UNA docena de jovencitas vestidas de blanco, con cintas rojas en los tobillos, en las muñecas y en el pelo, empezaron a bailar sincronizadamente en el centro del comedor real, sobre una rica alfombra italiana azul y roja. Llevaban una pandereta cada una y las hacían sonar marcando el ritmo de la danza, mientras daban palmas y realizaban complicados pasos. Entonces se unieron a las bailarinas un cuarteto de jóvenes, también de blanco, con cintos rojos, que llevaban bastones en las manos. El baile se hizo más rápido y los muchachos hicieron entrechocar sus bastones repetidas veces, entre el tintineo frenético de las panderetas. La sala entera vibró durante unos segundos, en que la danza alcanzó el punto álgido de movimiento y ritmo y después los presentes prorrumpieron en aplausos.

El comedor del palacio real de Barcelona estaba a rebosar. El rey aragonés Pedro IV ocupaba el lugar central en una mesa en forma de herradura y a ambos lados de su persona se sentaban los miembros de la corte. Tras la actuación se había levantado una alegre algarabía. Todo el mundo parecía pasárselo de lo lindo, aquí y allá se oían carcajadas de hombres y mujeres y manjares y bebidas, afrutadas y aromáticas, corrían con generosidad. El rey, de baja estatura, ojos verdes y cabello y barba castaños, participaba de las conversaciones con aire distendido, si bien las arrugas de su rostro conferían gravedad a su expresión.

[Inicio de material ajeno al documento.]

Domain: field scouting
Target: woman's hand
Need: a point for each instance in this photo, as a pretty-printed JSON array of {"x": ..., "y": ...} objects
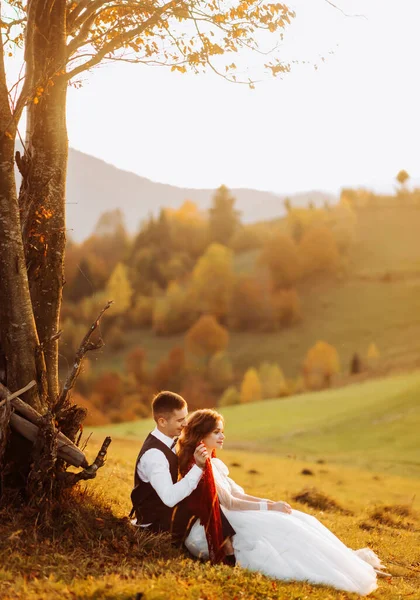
[
  {"x": 280, "y": 507},
  {"x": 201, "y": 455}
]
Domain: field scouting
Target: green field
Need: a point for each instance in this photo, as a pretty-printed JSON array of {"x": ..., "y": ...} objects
[
  {"x": 374, "y": 425},
  {"x": 98, "y": 559},
  {"x": 357, "y": 446},
  {"x": 376, "y": 300}
]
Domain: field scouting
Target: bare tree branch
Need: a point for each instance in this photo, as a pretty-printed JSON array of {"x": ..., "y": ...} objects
[
  {"x": 123, "y": 38},
  {"x": 342, "y": 11},
  {"x": 70, "y": 479},
  {"x": 84, "y": 347}
]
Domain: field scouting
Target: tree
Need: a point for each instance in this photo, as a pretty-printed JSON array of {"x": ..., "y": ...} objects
[
  {"x": 212, "y": 281},
  {"x": 280, "y": 254},
  {"x": 119, "y": 288},
  {"x": 402, "y": 178},
  {"x": 62, "y": 39},
  {"x": 229, "y": 397},
  {"x": 223, "y": 218},
  {"x": 220, "y": 371},
  {"x": 321, "y": 363},
  {"x": 319, "y": 251},
  {"x": 251, "y": 387},
  {"x": 206, "y": 337},
  {"x": 273, "y": 383}
]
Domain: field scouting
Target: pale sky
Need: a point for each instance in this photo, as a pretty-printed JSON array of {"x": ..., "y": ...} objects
[{"x": 355, "y": 120}]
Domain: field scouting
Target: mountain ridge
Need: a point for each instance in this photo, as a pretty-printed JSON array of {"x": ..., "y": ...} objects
[{"x": 95, "y": 186}]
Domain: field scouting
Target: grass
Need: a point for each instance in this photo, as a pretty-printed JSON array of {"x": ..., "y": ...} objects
[
  {"x": 106, "y": 563},
  {"x": 373, "y": 425},
  {"x": 350, "y": 313}
]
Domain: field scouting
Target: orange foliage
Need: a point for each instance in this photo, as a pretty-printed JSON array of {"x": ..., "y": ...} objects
[
  {"x": 281, "y": 255},
  {"x": 135, "y": 362},
  {"x": 321, "y": 363},
  {"x": 206, "y": 337},
  {"x": 170, "y": 371}
]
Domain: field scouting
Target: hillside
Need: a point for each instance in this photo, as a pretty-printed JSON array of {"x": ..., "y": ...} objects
[
  {"x": 100, "y": 557},
  {"x": 373, "y": 425},
  {"x": 94, "y": 187}
]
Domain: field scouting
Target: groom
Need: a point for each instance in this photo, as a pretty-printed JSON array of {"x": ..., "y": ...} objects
[{"x": 158, "y": 496}]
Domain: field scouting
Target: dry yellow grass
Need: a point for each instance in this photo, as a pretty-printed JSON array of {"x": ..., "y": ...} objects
[{"x": 106, "y": 564}]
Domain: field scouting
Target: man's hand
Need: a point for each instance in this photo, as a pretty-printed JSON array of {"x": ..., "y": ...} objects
[
  {"x": 201, "y": 455},
  {"x": 280, "y": 507}
]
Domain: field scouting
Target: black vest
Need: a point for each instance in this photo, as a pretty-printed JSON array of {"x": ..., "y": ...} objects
[{"x": 147, "y": 505}]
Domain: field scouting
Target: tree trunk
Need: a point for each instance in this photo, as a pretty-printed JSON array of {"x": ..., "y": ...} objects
[
  {"x": 22, "y": 359},
  {"x": 44, "y": 166}
]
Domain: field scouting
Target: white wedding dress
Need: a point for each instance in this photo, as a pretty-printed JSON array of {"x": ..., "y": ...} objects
[{"x": 290, "y": 547}]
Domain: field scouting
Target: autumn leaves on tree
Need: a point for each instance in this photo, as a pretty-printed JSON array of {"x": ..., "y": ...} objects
[{"x": 58, "y": 40}]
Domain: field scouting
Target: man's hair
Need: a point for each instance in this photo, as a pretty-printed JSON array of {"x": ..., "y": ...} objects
[{"x": 164, "y": 403}]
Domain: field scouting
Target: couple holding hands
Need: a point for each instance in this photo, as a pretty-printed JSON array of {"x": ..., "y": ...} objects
[{"x": 181, "y": 487}]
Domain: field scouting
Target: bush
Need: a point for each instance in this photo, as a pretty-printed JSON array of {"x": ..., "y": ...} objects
[
  {"x": 273, "y": 383},
  {"x": 220, "y": 371},
  {"x": 251, "y": 387},
  {"x": 319, "y": 251},
  {"x": 141, "y": 314},
  {"x": 174, "y": 312},
  {"x": 281, "y": 255},
  {"x": 321, "y": 363},
  {"x": 206, "y": 337}
]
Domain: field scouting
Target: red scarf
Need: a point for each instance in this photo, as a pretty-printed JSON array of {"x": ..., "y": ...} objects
[{"x": 204, "y": 503}]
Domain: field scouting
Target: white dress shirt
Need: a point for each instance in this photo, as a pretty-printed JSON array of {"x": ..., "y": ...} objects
[{"x": 153, "y": 468}]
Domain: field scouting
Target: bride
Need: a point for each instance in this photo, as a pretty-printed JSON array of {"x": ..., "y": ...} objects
[{"x": 271, "y": 537}]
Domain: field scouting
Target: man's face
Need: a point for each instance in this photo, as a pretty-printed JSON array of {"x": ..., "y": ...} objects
[{"x": 173, "y": 424}]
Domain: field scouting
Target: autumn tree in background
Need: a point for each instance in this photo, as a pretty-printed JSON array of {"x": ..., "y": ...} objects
[
  {"x": 205, "y": 338},
  {"x": 250, "y": 306},
  {"x": 319, "y": 251},
  {"x": 287, "y": 307},
  {"x": 320, "y": 365},
  {"x": 174, "y": 311},
  {"x": 251, "y": 387},
  {"x": 62, "y": 39},
  {"x": 135, "y": 363},
  {"x": 223, "y": 218},
  {"x": 281, "y": 255},
  {"x": 372, "y": 355},
  {"x": 212, "y": 281},
  {"x": 273, "y": 383}
]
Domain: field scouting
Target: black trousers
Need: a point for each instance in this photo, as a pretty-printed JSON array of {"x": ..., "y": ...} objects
[{"x": 183, "y": 520}]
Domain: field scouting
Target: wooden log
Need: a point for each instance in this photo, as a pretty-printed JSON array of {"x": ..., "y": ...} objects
[{"x": 65, "y": 448}]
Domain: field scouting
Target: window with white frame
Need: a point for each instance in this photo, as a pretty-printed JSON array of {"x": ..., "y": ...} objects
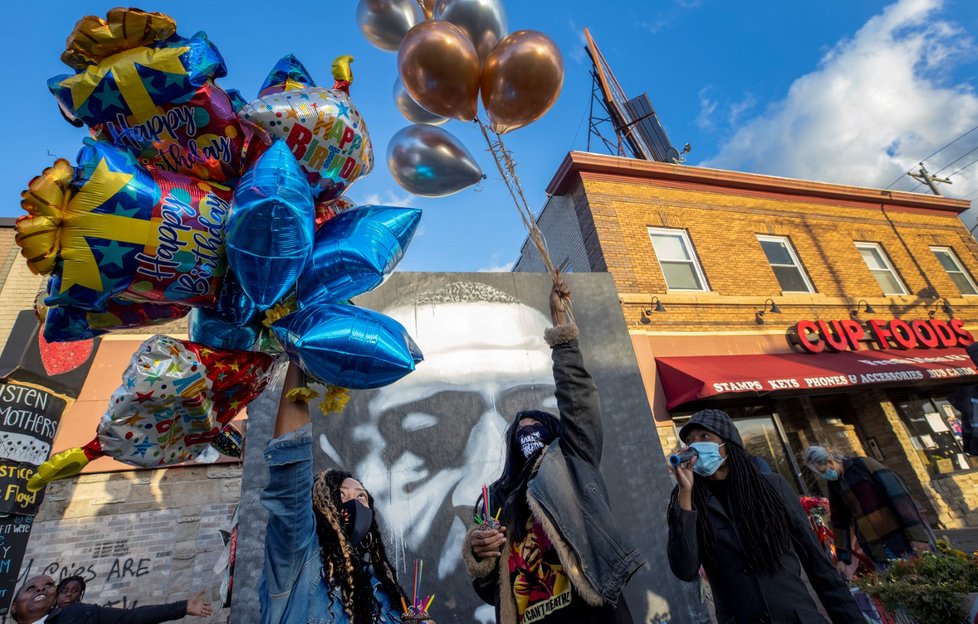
[
  {"x": 955, "y": 270},
  {"x": 677, "y": 259},
  {"x": 785, "y": 264},
  {"x": 882, "y": 269}
]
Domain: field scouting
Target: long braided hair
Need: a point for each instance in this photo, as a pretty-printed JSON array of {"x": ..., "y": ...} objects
[
  {"x": 510, "y": 488},
  {"x": 342, "y": 562},
  {"x": 760, "y": 514}
]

Cuando finalizó la comida, se presentaron dos juglares y un trovador para ofrecer sus servicios a los invitados del rey, pero este se levantó de su butaca antes de que comenzaran. Todos los presentes lo imitaron y el monarca les hizo un gesto para que volvieran a sentarse. Entonces tocó ligeramente el hombro del hombre que estaba sentado a su izquierda y este lo siguió. Antes de salir del salón, el soberano ordenó que la música continuara.

Los dos nobles pasaron a una estancia amplia y luminosa, con las paredes recubiertas de tapices florentinos y suaves alfombras en el suelo. El sol del Mediterráneo entraba alegremente por las ventanas; debajo, se respiraba el bullicio de los barrios barceloneses, un ir y venir continuo de mercancías y gentes diversas. El noble castellano Rodrigo de Mendoza quedó impresionado por la suntuosidad de la estancia, aunque, por supuesto, no dejó que nada de eso se pusiera en evidencia.

El rey no le prestó demasiada atención hasta que hubo tomado asiento en la mullida butaca situada en un extremo de la habitación. Cerca de él había otras sillas, pero Rodrigo no se sentó enseguida. Su anfitrión tomó una uva del racimo que había en una bandeja cercana e instó al barón a hacer lo mismo.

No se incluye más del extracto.